構造を何も理解していない工務店が木造にならって柱と梁を鉄骨にしたような住宅もたまに見かけることがあります。ラーメン構造かブレース構造の建物でもない耐震的には大きな欠陥のある住宅を見たこともあります。もちろんこのような建物は確認申請の段階で振り落とされるので当然確認申請を行わず建てられることが多いのです。
最近調査した住宅では上に述べたような実例があった。鉄骨構造の基本を理解していないので1階全面駐車スペースになっているのにラーメン工法を採用していない場合もあった。駐車場間口と垂直な方向には少なくともブレースが入らないといけないがこれもない。というのは梁と柱の接合部が剛接合ではなくボルトで接合したピン接合であったからである。さらに柱断面が外形寸法だけでも極端に小さく柱脚廻りも補強プレートもなくベース@ウレートも通常の半分の厚さしかないお粗末工事であった。構造に大きな問題があり、地震や台風などの影響を大きく受け、揺れが大きくなるので雨漏りなども発生しやすくなる。

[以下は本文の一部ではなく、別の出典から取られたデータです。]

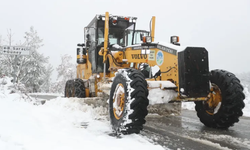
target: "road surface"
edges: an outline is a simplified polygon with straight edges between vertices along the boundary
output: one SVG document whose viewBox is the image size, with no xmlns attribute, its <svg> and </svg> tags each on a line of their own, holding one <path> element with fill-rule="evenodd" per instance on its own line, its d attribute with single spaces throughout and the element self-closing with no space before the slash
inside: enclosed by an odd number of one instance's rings
<svg viewBox="0 0 250 150">
<path fill-rule="evenodd" d="M 39 99 L 53 99 L 57 96 L 35 95 Z M 33 95 L 34 97 L 34 95 Z M 150 114 L 143 136 L 166 149 L 174 150 L 250 150 L 250 118 L 240 121 L 228 130 L 205 127 L 195 111 L 182 110 L 180 116 L 162 117 Z"/>
</svg>

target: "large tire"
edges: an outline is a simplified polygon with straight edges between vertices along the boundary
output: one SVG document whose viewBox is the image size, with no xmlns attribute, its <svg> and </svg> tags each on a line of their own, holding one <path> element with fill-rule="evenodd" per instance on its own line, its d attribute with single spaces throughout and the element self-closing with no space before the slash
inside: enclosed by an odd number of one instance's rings
<svg viewBox="0 0 250 150">
<path fill-rule="evenodd" d="M 85 86 L 82 79 L 74 80 L 74 97 L 85 98 Z"/>
<path fill-rule="evenodd" d="M 65 84 L 65 89 L 64 89 L 64 97 L 72 97 L 72 84 L 73 84 L 73 80 L 68 80 Z"/>
<path fill-rule="evenodd" d="M 116 133 L 139 133 L 148 114 L 147 82 L 135 69 L 120 69 L 111 87 L 109 113 Z"/>
<path fill-rule="evenodd" d="M 204 101 L 195 102 L 197 116 L 207 127 L 227 129 L 243 115 L 243 87 L 234 74 L 224 70 L 211 71 L 210 82 L 214 90 L 211 90 L 210 96 L 214 96 L 212 104 L 216 106 L 211 107 Z"/>
</svg>

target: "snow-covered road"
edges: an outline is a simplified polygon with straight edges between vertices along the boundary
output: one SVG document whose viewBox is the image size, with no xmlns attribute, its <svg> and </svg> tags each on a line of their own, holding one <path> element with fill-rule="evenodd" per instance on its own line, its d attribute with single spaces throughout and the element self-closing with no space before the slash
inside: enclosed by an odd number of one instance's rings
<svg viewBox="0 0 250 150">
<path fill-rule="evenodd" d="M 141 135 L 110 136 L 106 111 L 66 98 L 36 106 L 18 94 L 1 97 L 0 150 L 163 149 Z"/>
</svg>

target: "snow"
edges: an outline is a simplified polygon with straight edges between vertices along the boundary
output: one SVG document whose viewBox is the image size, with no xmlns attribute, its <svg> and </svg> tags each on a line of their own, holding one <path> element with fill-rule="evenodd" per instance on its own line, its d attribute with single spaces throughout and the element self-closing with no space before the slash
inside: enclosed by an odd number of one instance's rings
<svg viewBox="0 0 250 150">
<path fill-rule="evenodd" d="M 164 149 L 142 135 L 110 136 L 104 108 L 60 97 L 37 106 L 9 94 L 9 79 L 0 85 L 0 150 Z"/>
<path fill-rule="evenodd" d="M 159 88 L 150 89 L 148 93 L 149 104 L 162 104 L 168 103 L 177 96 L 177 92 L 174 90 L 161 90 Z"/>
<path fill-rule="evenodd" d="M 177 51 L 183 51 L 186 49 L 185 46 L 177 46 L 177 45 L 174 45 L 174 44 L 171 44 L 171 43 L 167 43 L 167 42 L 162 42 L 162 41 L 159 41 L 159 42 L 155 42 L 155 43 L 158 43 L 162 46 L 166 46 L 168 48 L 172 48 L 172 49 L 175 49 Z"/>
<path fill-rule="evenodd" d="M 147 81 L 150 88 L 176 88 L 176 85 L 170 81 Z"/>
</svg>

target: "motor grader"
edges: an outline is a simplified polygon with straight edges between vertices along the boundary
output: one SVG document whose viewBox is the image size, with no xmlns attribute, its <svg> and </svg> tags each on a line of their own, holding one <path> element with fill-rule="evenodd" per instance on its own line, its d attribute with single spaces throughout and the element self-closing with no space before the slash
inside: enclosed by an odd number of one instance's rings
<svg viewBox="0 0 250 150">
<path fill-rule="evenodd" d="M 208 51 L 180 46 L 178 36 L 155 42 L 154 16 L 150 31 L 137 30 L 136 20 L 108 12 L 94 17 L 77 44 L 77 78 L 66 82 L 65 97 L 101 97 L 113 130 L 123 134 L 142 130 L 152 102 L 195 102 L 200 121 L 212 128 L 239 121 L 245 95 L 234 74 L 209 71 Z"/>
</svg>

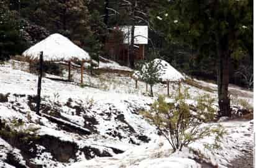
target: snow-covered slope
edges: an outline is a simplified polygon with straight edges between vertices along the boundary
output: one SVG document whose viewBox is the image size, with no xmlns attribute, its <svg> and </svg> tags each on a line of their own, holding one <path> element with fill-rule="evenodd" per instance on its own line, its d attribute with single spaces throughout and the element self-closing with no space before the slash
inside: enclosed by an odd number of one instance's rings
<svg viewBox="0 0 256 168">
<path fill-rule="evenodd" d="M 76 58 L 89 60 L 89 54 L 64 36 L 55 33 L 25 50 L 23 56 L 39 60 L 40 51 L 43 52 L 43 60 L 58 61 Z"/>
<path fill-rule="evenodd" d="M 161 167 L 158 167 L 161 164 L 162 167 L 204 167 L 198 162 L 198 155 L 188 148 L 171 154 L 168 142 L 139 114 L 157 99 L 147 96 L 144 83 L 140 82 L 135 89 L 130 76 L 89 76 L 86 71 L 85 86 L 80 87 L 80 74 L 74 69 L 74 82 L 43 77 L 39 116 L 35 112 L 37 76 L 26 72 L 27 69 L 27 64 L 13 60 L 0 65 L 0 94 L 7 97 L 7 101 L 0 99 L 0 153 L 3 154 L 0 165 L 3 167 L 71 164 L 78 168 Z M 216 85 L 201 82 L 216 89 Z M 188 102 L 203 93 L 216 96 L 216 92 L 184 85 L 193 96 Z M 176 88 L 173 86 L 171 93 Z M 156 95 L 165 94 L 165 89 L 160 84 L 154 86 Z M 252 93 L 247 94 L 244 98 L 251 101 Z M 222 140 L 222 149 L 205 149 L 203 144 L 211 142 L 210 137 L 190 148 L 202 154 L 205 162 L 225 167 L 228 166 L 226 160 L 233 160 L 252 141 L 252 125 L 247 121 L 223 123 L 229 134 Z M 7 133 L 10 128 L 21 140 L 11 138 Z"/>
</svg>

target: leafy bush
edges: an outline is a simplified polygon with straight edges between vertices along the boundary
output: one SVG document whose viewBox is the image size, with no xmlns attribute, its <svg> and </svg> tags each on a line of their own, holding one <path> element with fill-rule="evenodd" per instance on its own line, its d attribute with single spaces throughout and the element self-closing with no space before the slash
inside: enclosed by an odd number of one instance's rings
<svg viewBox="0 0 256 168">
<path fill-rule="evenodd" d="M 142 113 L 157 126 L 161 135 L 168 141 L 171 148 L 175 151 L 181 150 L 183 146 L 209 136 L 213 131 L 210 126 L 204 126 L 201 124 L 202 115 L 206 116 L 208 120 L 212 117 L 213 109 L 210 102 L 212 100 L 204 95 L 198 99 L 197 107 L 198 113 L 191 113 L 190 105 L 186 104 L 186 100 L 190 99 L 190 95 L 188 89 L 182 92 L 180 88 L 174 97 L 174 102 L 167 104 L 165 97 L 160 96 L 148 112 L 142 112 Z M 206 103 L 203 101 L 206 100 Z M 210 110 L 210 112 L 208 112 Z"/>
</svg>

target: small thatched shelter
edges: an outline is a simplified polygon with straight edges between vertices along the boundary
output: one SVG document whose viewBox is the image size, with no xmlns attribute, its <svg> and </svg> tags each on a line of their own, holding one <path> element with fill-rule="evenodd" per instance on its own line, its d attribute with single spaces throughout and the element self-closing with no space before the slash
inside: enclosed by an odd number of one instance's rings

とくに鉄骨の中古住宅を購入する場合はまず専門家に調査してもらうことをおすすめします。中古とはいえ家はやはり高い買い物になり、長期間保有していかねばならないという他の物品とは大きく異なるので慎重に行動していただきたいと思います。
最後に確認概要書のコピーがあるが確認申請の副本がない場合などは以前の計画の時に取得した概要書のコピーを添付して現状の建物の概要書だと偽る場合もあるので要注意です。